Lee, who has been the house chef at Pi Lambda Phi Fraternity at the University of Florida for more than 30 years, said business has been going well. He said the ribs have been his bestseller, but he added that his special barbecue pulled beef, pulled chicken and pulled pork calzones are becoming popular with customers.

“I sell them for $4.99 each,” said Lee, adding that he came up with the idea for the calzones while working as a cook at summer camps in Maine and New Hampshire. “That’s one thing I have that no other barbecue place has, and that is my barbecue calzones.”

Lee said he started cooking at 19 after graduating in 1980 from Buchholz High School and going to a summer camp in Bristol, N.H., to cook with his uncle.

“He took his time and showed me how to do things the right way,” Lee said.

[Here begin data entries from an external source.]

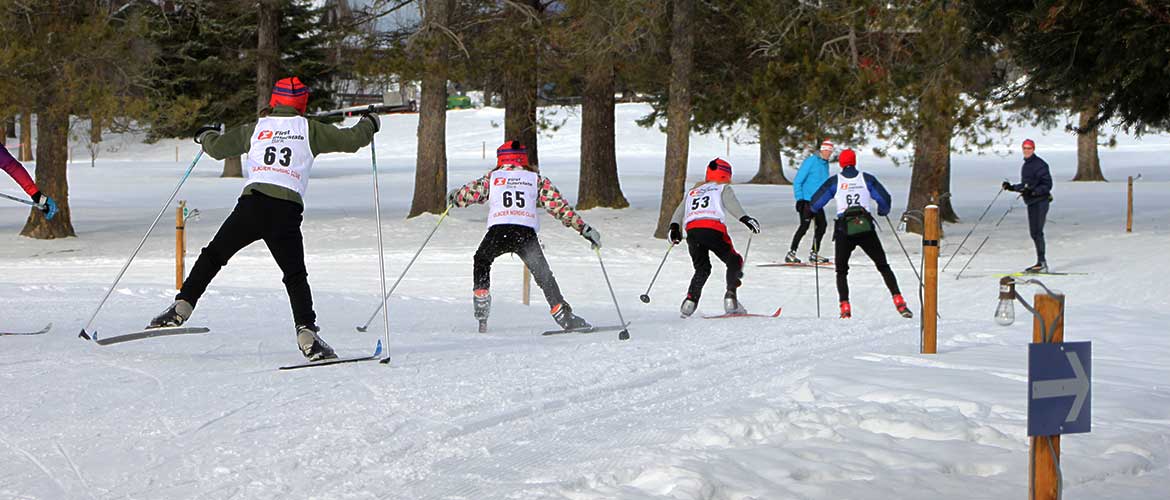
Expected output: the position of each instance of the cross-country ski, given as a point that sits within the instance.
(568, 227)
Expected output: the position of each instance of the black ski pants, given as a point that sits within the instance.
(257, 217)
(701, 242)
(521, 240)
(805, 219)
(1037, 214)
(871, 245)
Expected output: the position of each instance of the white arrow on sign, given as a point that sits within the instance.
(1078, 387)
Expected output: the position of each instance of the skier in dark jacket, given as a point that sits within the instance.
(514, 191)
(854, 226)
(16, 171)
(1036, 187)
(281, 149)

The business is open for breakfast, lunch and dinner Monday through Saturday, with a buffet on Sunday. The breakfast menu consists of sandwiches and omelets and the lunch and dinner menus feature Bonnie’s Big Baskets, a variety of sandwiches, chicken nuggets, tenders or wings, with fries and a drink.

The menu also features fried chicken dinners for individuals and families, barbecue chicken and ribs, livers, gizzards, cole slaw, baked beans, green beans, macaroni and cheese, French fries, corn on the cob and potato salad.

Kenneth Simmons of Gainesville said he has eaten at the restaurant two or three times and the food has been delicious every time.

“I got the beef brisket today, and it is good just like it has been every other time I have been here,” said Simmons. “It’s good. It’s just that simple.”

Gainesville resident Ella Long, who recently ate at the business for the first time, said she will be patronizing the business more in the future because the food is good and because she has known Lee and his wife for many years.

“It is very important to support their business because that is the only way the business will stay open,” Long said.

“I grew up with them, so it is very important for me to support them, and I will be coming back.”

Lee works in the restaurant until 10 a.m. before heading to work at the fraternity house and then coming back to the restaurant.

He said owning his own business is extremely rewarding.

“I’ve always wanted to own my own business, and now that I have it, I can say I made it happen,” said Lee. “It’s hard work, but I was raised knowing that hard work is what it takes to get what you want out of life. Whether this business is successful or not, I will be able to say I owned my own business.”

Hours of operation are from 6-10:30 a.m. for breakfast and 11 a.m.-7 p.m. Monday through Saturday and 1-6 p.m. on Sunday. The phone number is 352-672-6555.